Let us remember Kate Cheney, age 85 and with dementia. Although a psychiatrist concluded that she had dementia and was being pressured by her daughter, she died after taking the suicide prescription. Let us remember Michael Freeland, with a history of depression and suicide attempts, who was prescribed lethal drugs. Let us remember Patrick Matheny, Cynthia Barrett, David Prueitt, and Wendy Melcher. These are just the cases we know about; what about those that have gone unreported?

When proponents deny evidence of suicide contagion, let us remember that since its legalization of assisted suicide, Oregon’s suicide rate has climbed much faster than the national average. According to the Centers for Disease Control, for people age 35-64 from 1999 through 2010, the increase was 49 percent for Oregon versus 28percent nationally.

Let us remember that for mercilessly bullied autistic and LGBT teenagers, physician-assisted suicide sends the dangerous message that “my death” is “my choice.”

Let us honor Connecticut’s progressive tradition against discrimination by ensuring equal access to noncoercive suicide prevention services for old, ill, and disabled people, rather than offering suicide assistance.

And when proponents claim that this law is only for people who are mentally competent and have less than six months to live, let us remember all who outlived their terminal prognosis—often by years, even decades. Senator Ted Kennedy, Valerie Harper, Jeanette Hall, John Norton, and Rahamim Melamed-Cohen are better-known examples.

Let us remember the statements by leading proponents calling for expansion after this initial law is passed. When Compassion and Choices president Barbara Coombs Lee came to Hartford last October, she declared her support for assisted suicide for people with dementia and cognitive disabilities unable to consent. CT News Junkie quoted her saying, “It is an issue for another day but is no less compelling.” Dr. Marcia Angell, leading proponent of Massachusetts assisted suicide ballot question, recently wrote that she now favors euthanasia as well as assisted suicide.

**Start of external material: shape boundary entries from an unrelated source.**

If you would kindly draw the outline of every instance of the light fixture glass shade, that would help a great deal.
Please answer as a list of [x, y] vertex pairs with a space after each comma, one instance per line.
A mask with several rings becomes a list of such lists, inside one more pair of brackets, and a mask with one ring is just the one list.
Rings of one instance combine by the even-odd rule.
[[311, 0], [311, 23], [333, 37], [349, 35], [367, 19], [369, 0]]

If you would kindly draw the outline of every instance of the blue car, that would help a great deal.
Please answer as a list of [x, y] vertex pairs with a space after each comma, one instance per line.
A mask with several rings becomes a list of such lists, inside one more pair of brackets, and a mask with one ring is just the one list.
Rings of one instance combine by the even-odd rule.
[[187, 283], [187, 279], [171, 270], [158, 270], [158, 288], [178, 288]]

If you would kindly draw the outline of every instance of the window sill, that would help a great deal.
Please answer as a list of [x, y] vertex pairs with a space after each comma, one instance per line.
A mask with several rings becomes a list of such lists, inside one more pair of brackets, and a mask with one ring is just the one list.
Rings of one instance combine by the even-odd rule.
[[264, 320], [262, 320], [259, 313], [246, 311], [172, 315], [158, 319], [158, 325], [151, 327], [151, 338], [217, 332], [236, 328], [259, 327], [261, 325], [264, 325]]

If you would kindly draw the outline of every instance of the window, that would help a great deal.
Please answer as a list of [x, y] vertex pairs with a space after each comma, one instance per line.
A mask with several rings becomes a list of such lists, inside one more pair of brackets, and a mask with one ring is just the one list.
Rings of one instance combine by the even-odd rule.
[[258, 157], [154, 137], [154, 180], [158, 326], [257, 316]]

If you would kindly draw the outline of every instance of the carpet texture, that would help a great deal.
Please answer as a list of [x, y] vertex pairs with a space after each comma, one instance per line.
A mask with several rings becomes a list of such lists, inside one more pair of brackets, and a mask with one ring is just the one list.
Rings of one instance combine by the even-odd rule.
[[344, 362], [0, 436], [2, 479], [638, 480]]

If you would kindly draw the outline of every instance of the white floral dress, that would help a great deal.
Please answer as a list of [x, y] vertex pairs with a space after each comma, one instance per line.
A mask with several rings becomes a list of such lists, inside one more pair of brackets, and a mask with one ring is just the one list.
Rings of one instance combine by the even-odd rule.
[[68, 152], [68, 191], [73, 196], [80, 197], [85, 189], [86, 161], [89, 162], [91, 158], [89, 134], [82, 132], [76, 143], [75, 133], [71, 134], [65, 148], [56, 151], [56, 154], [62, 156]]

Finally, let us remember our social interconnectedness. Rev. Dr. Martin Luther King, Jr. wrote, “We are caught in an inescapable web of mutuality, tied in a single garment of destiny. Whatever affects one directly, affects all indirectly.”

People with disabilities understand interdependence in our daily lives. We value everyone as having inherent dignity which is not lost by needing assistance with bodily functions like eating, dressing, or toileting. Our opposition to assisted suicide is based on basic civil rights.

Stephen Mendelsohn is one of the leaders of Second Thoughts Connecticut, a disability advocacy organization opposed to the legalization of assisted suicide.